Text within the title tag
Domain name
URL directories and file names
HTML tags: headings, emphasized () and strongly emphasized () text
Term frequency, both in the document and globally, often misunderstood and mistakenly referred to as Keyword density
Keyword proximity
Keyword adjacency
Keyword sequence
Alt attributes for images
Text within NOFRAMES tags
Web content development
Sitemaps
Today the only major search engine that says it considers meta keywords in its ranking algorithms is Yahoo, though most experts feel that even there the attention paid to meta keywords is minimal.[citation needed] Explicit facts about the effectives of meta keywords are, however, not readily known, because of the secrecy used during the ranking of algorithms by the search engines. One could therefore recommend the use of meta keywords in webpages, and limit them to 20 keywords or less.[citation needed] For example, the source code of this page shows that Wikipedia uses meta keywords. The "description" tag is, however, claimed by most SEO-experts to be more important. One could therefore say to use both meta tags in webpages.

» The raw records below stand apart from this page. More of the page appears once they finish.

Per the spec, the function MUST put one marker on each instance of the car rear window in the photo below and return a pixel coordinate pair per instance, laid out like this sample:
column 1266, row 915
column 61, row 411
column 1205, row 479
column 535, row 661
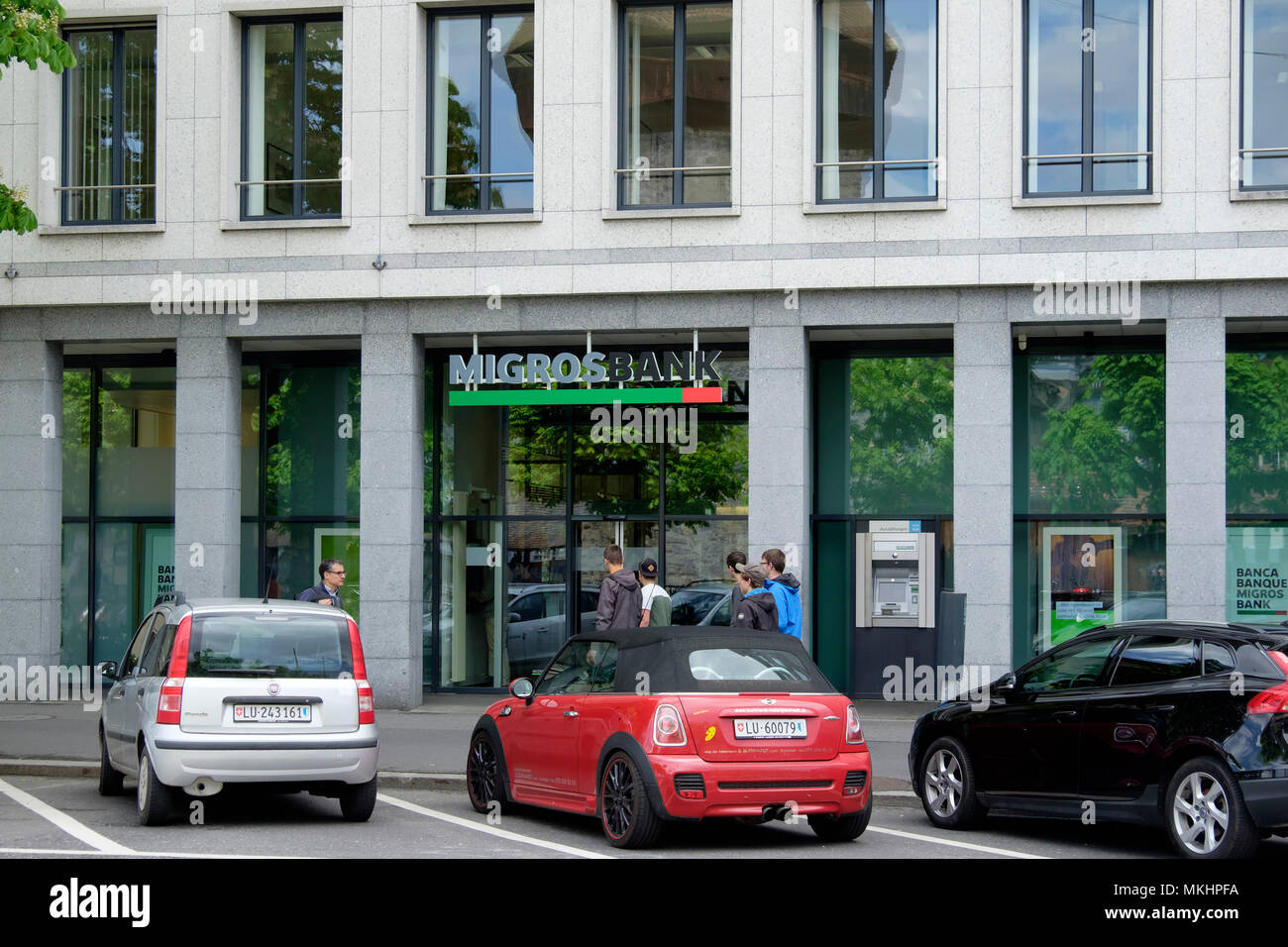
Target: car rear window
column 746, row 664
column 270, row 646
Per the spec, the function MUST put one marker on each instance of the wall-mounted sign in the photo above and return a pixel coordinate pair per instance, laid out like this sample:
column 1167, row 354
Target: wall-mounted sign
column 1256, row 574
column 592, row 368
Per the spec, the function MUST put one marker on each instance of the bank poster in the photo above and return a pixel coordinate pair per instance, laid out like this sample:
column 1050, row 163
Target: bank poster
column 330, row 543
column 1256, row 574
column 1082, row 579
column 158, row 565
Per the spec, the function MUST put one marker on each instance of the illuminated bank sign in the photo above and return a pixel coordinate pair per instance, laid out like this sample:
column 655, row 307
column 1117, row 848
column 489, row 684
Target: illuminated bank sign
column 614, row 368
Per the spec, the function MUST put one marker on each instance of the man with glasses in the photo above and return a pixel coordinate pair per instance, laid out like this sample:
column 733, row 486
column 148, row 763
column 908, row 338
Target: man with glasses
column 327, row 591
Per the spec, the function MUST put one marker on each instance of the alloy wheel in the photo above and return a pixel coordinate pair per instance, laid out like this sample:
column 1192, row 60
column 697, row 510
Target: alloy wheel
column 943, row 784
column 1201, row 813
column 618, row 797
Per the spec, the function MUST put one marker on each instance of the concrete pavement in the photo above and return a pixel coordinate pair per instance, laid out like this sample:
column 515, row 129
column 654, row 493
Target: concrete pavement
column 419, row 749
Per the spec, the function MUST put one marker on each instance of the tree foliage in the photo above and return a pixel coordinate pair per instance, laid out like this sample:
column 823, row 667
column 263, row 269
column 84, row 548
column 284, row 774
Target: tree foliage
column 1104, row 438
column 901, row 436
column 29, row 33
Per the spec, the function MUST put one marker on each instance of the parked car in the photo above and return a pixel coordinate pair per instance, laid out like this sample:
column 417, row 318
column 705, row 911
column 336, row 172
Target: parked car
column 656, row 724
column 240, row 690
column 702, row 603
column 1173, row 724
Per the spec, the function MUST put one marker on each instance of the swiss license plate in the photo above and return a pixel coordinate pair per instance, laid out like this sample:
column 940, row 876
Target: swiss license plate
column 769, row 728
column 271, row 712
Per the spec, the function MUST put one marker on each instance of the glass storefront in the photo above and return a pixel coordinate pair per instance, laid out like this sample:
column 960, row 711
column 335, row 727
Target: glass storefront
column 1090, row 491
column 119, row 444
column 527, row 497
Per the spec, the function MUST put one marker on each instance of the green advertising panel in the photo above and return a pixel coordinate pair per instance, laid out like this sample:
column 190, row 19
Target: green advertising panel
column 1256, row 574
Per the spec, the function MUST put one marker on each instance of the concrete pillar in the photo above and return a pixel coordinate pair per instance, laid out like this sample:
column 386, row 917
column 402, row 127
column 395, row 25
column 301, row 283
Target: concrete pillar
column 1196, row 455
column 393, row 508
column 982, row 475
column 31, row 483
column 207, row 462
column 778, row 423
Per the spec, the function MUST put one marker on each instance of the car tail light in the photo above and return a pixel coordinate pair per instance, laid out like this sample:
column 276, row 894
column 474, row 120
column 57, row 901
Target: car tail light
column 1275, row 699
column 853, row 729
column 171, row 689
column 668, row 727
column 366, row 698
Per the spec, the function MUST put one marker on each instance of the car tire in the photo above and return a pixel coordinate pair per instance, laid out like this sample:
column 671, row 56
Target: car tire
column 948, row 787
column 359, row 801
column 156, row 799
column 484, row 776
column 1205, row 812
column 625, row 810
column 110, row 783
column 841, row 827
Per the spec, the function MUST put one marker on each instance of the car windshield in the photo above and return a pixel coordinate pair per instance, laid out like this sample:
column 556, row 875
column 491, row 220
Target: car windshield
column 268, row 644
column 746, row 664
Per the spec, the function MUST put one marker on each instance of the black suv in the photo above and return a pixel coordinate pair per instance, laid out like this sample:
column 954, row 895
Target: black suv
column 1164, row 723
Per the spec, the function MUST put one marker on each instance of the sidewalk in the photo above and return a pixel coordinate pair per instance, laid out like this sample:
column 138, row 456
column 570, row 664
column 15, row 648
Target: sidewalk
column 419, row 749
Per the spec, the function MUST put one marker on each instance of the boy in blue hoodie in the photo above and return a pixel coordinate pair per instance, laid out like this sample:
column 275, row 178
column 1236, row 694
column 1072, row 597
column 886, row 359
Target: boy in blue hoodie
column 786, row 590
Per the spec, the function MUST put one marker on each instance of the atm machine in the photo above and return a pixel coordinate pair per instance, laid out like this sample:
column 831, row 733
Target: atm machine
column 894, row 608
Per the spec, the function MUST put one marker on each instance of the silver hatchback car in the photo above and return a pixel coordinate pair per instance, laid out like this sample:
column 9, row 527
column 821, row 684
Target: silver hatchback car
column 240, row 690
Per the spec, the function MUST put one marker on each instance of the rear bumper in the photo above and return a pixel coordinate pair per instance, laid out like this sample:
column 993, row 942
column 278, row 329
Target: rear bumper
column 180, row 759
column 746, row 789
column 1266, row 800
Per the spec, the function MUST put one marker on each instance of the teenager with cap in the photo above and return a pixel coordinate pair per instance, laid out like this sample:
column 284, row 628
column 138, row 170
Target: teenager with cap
column 656, row 599
column 758, row 608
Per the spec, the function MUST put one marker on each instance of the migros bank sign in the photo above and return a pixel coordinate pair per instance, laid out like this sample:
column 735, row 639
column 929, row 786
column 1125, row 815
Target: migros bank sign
column 652, row 368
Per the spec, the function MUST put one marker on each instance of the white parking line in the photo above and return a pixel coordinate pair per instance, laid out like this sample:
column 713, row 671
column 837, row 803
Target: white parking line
column 77, row 830
column 987, row 849
column 490, row 830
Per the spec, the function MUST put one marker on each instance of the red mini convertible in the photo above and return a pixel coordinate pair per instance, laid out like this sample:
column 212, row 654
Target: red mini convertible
column 677, row 724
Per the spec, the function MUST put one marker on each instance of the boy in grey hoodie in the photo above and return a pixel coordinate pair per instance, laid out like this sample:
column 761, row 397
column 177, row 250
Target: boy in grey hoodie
column 619, row 595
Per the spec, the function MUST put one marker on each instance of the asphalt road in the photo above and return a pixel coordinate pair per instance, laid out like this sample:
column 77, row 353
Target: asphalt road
column 56, row 815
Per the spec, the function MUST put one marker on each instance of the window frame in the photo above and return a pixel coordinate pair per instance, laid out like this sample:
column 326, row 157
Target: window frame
column 1237, row 98
column 117, row 215
column 618, row 180
column 938, row 159
column 484, row 14
column 297, row 20
column 1151, row 193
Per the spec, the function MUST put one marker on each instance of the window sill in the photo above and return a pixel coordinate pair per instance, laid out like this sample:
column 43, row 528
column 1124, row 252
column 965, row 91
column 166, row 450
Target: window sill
column 282, row 224
column 875, row 206
column 85, row 230
column 660, row 213
column 428, row 221
column 1278, row 195
column 1085, row 200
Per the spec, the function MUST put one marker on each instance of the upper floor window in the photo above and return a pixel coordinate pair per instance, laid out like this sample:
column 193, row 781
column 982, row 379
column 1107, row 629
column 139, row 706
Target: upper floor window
column 481, row 115
column 674, row 106
column 877, row 141
column 1086, row 97
column 291, row 119
column 1263, row 121
column 110, row 101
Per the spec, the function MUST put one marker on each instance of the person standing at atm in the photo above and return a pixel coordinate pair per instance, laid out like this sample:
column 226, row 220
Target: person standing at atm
column 786, row 590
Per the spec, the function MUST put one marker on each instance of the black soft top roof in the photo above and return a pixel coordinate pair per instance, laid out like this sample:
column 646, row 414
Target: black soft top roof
column 662, row 654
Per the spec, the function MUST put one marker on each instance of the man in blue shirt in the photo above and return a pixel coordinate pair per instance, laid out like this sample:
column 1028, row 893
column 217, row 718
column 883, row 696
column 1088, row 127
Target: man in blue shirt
column 786, row 590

Web content providers also manipulated a number of attributes within the HTML source of a page in an attempt to rank well in search engines.[6]

By relying extensively on factors that were still within the webmasters' exclusive control, search engines continued to suffer from abuse and ranking manipulation. In order to provide better results to their users, search engines had to adapt to ensure their SERPs showed the most relevant search results, rather than useless pages stuffed with numerous keywords by unscrupulous webmasters using a bait-and-switch lure to display unrelated web pages. This led to the rise of a new kind of search engine.